Even if you’re familiar with the world of Israeli business and politics, you may very well never have heard of Menachem Gesheid.
But a shiva – the seven-day mourning period Jews observe after the death of a loved one – for Gesheid’s father last week provided a display of the son’s power and influence in the world where politics and business meet.
Among those paying a shiva call at the home of Gesheid’s father in Kiryat Ata, a Haifa suburb, were Attorney General Yehuda Weinstein and Yossi Cohen, the head of the National Security Council who a few days later was named the next Mossad chief. Also on hand were cabinet members including Transportation Minister Israel Katz, Social Affairs Minister Haim Katz and Health Minister Yaakov Litzman.

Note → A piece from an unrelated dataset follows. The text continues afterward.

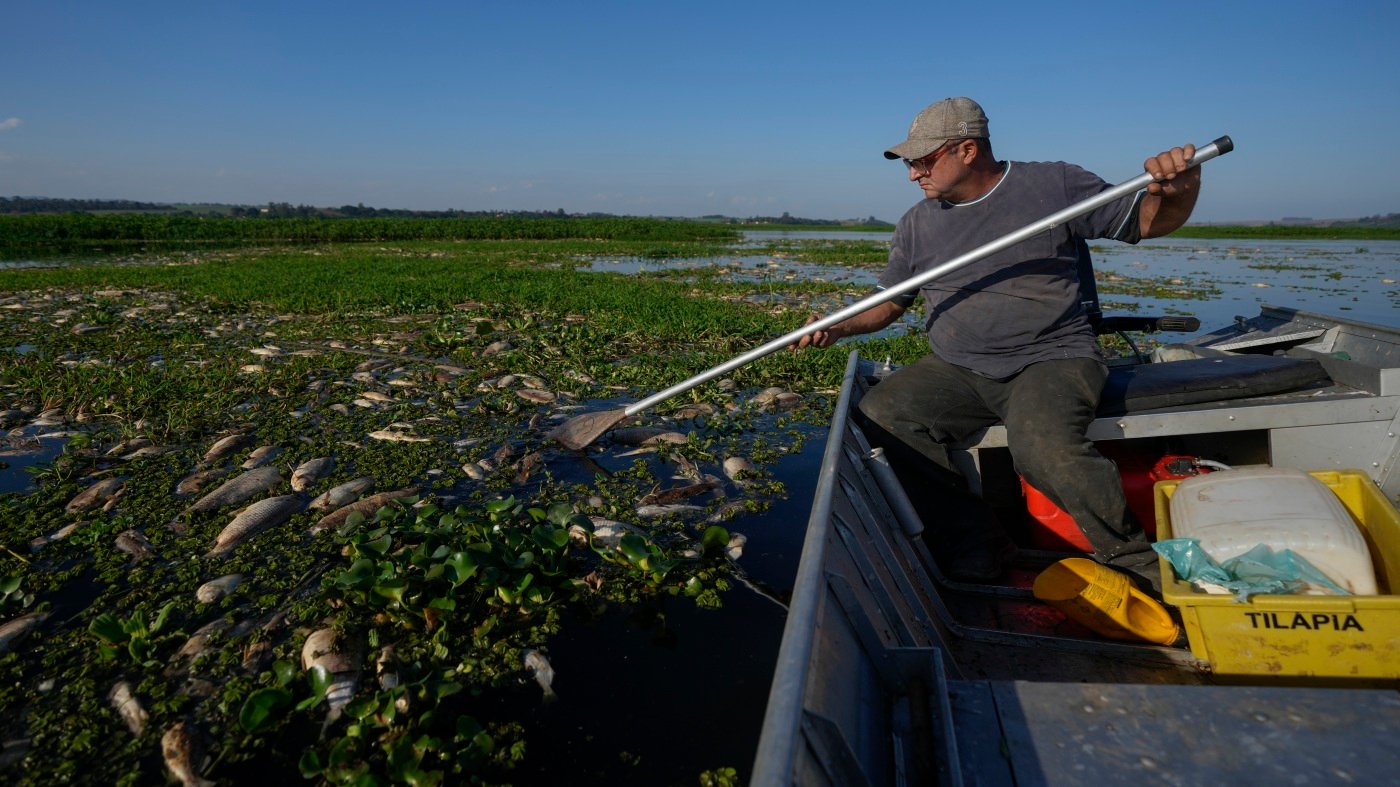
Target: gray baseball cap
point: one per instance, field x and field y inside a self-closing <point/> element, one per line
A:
<point x="942" y="121"/>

Knesset members from across the political spectrum were in attendance, too: Avigdor Lieberman, the chairman of Yisrael Beiteinu, and Shelly Yacimovich of the Zionist Union. Former Prime Minister Ehud Olmert also showed up, as did a host of officials from Prime Minister Benjamin Netanyahu’s office.
The health care system was also represented, including Eli Defes, the CEO of Israel’s biggest health maintenance organization, Clalit. There was also Roni Gamzu, a former Health Ministry director general and now CEO of Ichilov Hospital, and Yiftach Ron Tal, the chairman of Israel Electric Corporation.
Gesheid, 40, doesn’t hold a position that would award him such rich and powerful associates, but the business adviser and PR man sits at the center of movers and shakers in the ultra-Orthodox and secular worlds.
Gesheid acts as a consultant on Haredi affairs for Israeli businesses that increasingly see Haredim as a key market. He’s also an unpaid adviser to Rabbi Elimelech Firer, who provides medical advice to the ultra-Orthodox community. Gesheid is considered close to Litzman and Netanyahu’s people.
Gesheid jokingly describes his work as adviser to Firer as a form of “voluntary national service,” but it also opens doors to business and political leaders.
Among Gesheid’s client is the U.S. energy company Noble, the operating partner of the giant Tamar and Leviathan natural gas fields, although Gesheid prefers not to talk about it.
He’s also a powerful force in journalism, writing under the name M. Carmeli for the Haredi newspaper Hamodia, which is aligned with Litzman and the Gur Hasidic court. He also occasionally writes under his own name for the mainstream press. He usually focuses on health care, taking the side of government hospitals in policy disputes.
In one recent case, he criticized a plan to reduce the pay of senior doctors and administrators at a hospital and came out in favor of private medical services being performed at government medical centers.
Gesheid also maintains a strong influence in the Haredi world. Among those at last week’s shiva was Rabbi David Abuhatzeira, who rarely attends public events, Chief Rabbi David Lau, and the chief rabbi of the Western Wall, Shmuel Rabinovitch.